Like B1S2, I too have been trading for a very long time and find this strategy to be excellent on longer timeframes. I have also been day-trading index futures for nearly ten years now. In that intra-day timeframe, it is not very difficult to out-perform this type of strategy.

Happy trading folks :)
 
Quote from JimmyJam:

We will not be able to quantitatively see the truth or falseness of the statement. While very good arguements can be made for either case, you actually must at least run a backtest using fixed criteria to see what happens.

http://www.elitetrader.com/vb/showthread.php?s=&postid=1238772

We've already discussed the fact that scaling can outperform any backtested "optimal" exit, especially given rapidly changing market conditions.
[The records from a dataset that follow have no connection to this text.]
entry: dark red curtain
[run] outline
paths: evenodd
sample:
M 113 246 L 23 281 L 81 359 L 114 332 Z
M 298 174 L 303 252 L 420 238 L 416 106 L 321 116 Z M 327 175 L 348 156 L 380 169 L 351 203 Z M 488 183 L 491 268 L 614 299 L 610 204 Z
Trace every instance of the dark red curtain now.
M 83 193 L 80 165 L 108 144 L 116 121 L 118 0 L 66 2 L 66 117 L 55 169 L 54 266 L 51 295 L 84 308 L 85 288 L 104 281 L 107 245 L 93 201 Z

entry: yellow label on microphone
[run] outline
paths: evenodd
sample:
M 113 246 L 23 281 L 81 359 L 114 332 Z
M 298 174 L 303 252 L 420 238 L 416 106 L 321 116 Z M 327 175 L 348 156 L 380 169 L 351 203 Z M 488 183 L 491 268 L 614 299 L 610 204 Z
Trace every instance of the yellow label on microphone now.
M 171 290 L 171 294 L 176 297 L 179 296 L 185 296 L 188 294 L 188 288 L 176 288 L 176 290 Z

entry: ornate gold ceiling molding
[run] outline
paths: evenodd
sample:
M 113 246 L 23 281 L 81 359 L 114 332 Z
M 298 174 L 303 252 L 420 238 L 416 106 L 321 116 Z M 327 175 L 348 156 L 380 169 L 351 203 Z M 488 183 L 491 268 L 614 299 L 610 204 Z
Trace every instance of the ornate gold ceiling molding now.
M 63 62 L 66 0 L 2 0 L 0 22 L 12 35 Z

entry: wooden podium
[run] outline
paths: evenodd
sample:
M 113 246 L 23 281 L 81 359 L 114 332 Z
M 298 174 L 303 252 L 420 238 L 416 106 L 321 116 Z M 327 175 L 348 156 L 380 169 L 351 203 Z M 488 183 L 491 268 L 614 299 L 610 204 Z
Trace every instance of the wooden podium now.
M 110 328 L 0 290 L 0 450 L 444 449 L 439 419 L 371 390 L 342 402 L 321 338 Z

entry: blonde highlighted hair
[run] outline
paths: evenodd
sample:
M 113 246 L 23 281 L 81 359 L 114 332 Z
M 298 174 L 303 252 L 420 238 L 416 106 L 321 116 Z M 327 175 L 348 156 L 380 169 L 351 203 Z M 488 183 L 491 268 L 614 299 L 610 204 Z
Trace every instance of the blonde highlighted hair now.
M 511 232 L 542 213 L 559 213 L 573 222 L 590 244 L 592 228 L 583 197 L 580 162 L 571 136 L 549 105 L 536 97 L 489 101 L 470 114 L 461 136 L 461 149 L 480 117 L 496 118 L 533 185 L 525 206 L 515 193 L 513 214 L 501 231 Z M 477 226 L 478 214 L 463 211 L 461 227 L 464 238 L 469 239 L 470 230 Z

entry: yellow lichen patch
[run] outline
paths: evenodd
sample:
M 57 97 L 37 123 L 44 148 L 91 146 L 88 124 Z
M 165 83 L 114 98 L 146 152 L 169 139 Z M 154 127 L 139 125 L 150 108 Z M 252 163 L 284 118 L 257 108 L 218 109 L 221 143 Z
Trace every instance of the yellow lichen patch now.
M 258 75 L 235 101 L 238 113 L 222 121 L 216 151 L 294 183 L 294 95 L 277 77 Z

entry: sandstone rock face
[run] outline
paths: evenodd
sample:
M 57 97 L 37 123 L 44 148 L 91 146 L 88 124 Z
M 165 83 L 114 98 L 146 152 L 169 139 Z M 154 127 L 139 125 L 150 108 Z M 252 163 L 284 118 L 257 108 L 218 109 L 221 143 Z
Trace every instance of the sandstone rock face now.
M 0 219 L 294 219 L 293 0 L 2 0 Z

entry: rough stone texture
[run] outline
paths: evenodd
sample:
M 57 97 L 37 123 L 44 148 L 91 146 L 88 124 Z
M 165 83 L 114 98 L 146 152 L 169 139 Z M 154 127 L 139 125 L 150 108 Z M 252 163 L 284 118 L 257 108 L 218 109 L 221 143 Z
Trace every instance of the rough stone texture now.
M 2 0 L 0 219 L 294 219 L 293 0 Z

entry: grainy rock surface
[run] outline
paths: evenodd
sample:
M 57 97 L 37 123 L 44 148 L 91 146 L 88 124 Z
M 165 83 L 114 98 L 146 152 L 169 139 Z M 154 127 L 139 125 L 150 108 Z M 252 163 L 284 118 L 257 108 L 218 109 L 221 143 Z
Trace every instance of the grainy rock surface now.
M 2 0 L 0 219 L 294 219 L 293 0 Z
A backtest will always reveal an "optimal" exit that is by definition better than scaling out -- but in real time this doesn't play out.
 
Quote from OddTrader:

Looks like you must know how to sell snail oil very well. :D

...

Keeping in line with my earlier post, here are some onf the categories you would have to look at:

Holding Periods
Intra-day
Daily
Weekly

Markets
Financials
Curriencies
Agriculture
Interest Rate
Metals

Position Sizing

Instruements
Stocks
Options
Futures
* whatever is tradeable and I've left out.

Returns
Weekly
Monthly
Yearly

Best Regards,

Jimmy
 
Quote from illiquid:

http://www.elitetrader.com/vb/showthread.php?s=&postid=1238772

We've already discussed the fact that scaling can outperform any backtested "optimal" exit, especially given rapidly changing market conditions. A backtest will always reveal an "optimal" exit that is by definition better than scaling out -- but in real time this doesn't play out.

You've had a discussion amongst the proponents of one methodology of trading.

This in no way even remotely resembles a test using a scientific methodology such as I am proposing, with stringent critiera for both methodologies (doesn't have to be proprietary) and across as many broad markets and using multiclasses of financial instruements.